Un an après, la promesse de Mario Draghi se suffit à elle-même

vendredi 26 juillet 2013 09h14
 

par Sakari Suoninen et Andreas Framke

FRANCFORT (Reuters) - Un an après sa promesse de faire "tout ce qu'il faudra" pour sauver l'euro, Mario Draghi peut se targuer d'avoir réussi à éviter le pire mais le président de la Banque centrale européenne sait qu'il risque encore d'être mis à l'épreuve.

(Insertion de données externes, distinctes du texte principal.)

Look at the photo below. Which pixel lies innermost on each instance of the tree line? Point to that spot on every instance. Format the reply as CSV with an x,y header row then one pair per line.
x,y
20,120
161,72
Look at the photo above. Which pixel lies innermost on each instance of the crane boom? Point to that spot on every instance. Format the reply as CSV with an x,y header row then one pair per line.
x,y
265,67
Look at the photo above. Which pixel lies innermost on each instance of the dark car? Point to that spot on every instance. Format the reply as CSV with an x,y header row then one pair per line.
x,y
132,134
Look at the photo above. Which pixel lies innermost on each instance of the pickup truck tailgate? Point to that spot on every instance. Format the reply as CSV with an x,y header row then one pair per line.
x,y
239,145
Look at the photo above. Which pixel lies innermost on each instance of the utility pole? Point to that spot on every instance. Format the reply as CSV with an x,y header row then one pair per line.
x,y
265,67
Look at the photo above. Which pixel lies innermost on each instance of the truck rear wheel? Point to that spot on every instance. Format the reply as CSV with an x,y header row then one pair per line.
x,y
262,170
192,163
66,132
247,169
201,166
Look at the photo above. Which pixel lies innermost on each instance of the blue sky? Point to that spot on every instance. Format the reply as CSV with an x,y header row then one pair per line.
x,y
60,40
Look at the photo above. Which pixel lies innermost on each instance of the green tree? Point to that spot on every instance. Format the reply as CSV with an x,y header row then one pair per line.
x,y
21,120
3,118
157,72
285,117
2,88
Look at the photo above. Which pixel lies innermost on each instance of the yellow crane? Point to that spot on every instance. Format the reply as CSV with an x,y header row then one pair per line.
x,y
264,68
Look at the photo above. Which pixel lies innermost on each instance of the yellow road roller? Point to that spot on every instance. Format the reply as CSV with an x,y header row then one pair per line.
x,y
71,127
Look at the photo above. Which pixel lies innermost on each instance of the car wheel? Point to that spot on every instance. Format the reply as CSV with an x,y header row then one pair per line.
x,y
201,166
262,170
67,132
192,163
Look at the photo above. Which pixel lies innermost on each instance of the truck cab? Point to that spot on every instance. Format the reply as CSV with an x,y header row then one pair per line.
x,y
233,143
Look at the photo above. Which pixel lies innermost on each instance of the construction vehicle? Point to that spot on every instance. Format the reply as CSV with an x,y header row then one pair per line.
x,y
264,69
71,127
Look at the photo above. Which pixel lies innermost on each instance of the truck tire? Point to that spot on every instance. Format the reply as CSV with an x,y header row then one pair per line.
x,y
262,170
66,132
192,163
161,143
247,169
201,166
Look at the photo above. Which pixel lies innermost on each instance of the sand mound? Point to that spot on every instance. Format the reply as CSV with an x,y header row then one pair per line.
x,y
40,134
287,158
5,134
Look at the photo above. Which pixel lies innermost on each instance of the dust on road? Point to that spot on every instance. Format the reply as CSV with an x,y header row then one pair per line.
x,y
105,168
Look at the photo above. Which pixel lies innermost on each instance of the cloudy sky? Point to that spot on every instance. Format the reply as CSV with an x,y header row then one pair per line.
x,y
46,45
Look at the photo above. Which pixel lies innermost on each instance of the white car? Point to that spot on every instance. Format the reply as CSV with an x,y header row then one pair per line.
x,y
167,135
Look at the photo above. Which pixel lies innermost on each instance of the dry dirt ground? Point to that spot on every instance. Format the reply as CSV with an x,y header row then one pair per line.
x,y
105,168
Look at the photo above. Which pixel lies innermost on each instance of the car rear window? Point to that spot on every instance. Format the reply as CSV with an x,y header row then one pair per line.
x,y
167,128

La situation s'améliore mais reste fragile en Espagne et en Italie, et un retour des turbulences obligerait la BCE à donner de la substance à l'engagement pris par son président le 26 juillet 2012.

A l'époque, les marchés financiers pariaient sur l'éclatement de la zone euro. En quelques mots, "Super Mario" a changé le cours de la crise.

"Dans le cadre de notre mandat, la BCE est prête à faire ce qu'il faudra pour préserver l'euro. Et croyez-moi, ce sera suffisant", avait-il dit par une chaude journée d'été à Londres.

Les mots ont suffi à calmer les marchés mais il a fallu encore six semaines d'efforts et de diplomatie pour mettre au point un plan d'attaque et annoncer que la BCE pourrait racheter des quantités illimités d'obligations souveraines des pays qui en feraient la demande, moyennant le respect de strictes conditions.

Un an après, ce plan baptisé OMT (Opérations monétaires sur titres) n'a toujours pas eu à servir.

Pour les marchés, le plan OMT est comme la dissuasion nucléaire -la menace se suffit à elle-même. Draghi lui-même y a vu un coup de maître. "Il est vraiment très difficile de ne pas reconnaître que l'OMT a été probablement la mesure de politique monétaire la plus réussie de l'époque récente", a-t-il dit le mois dernier.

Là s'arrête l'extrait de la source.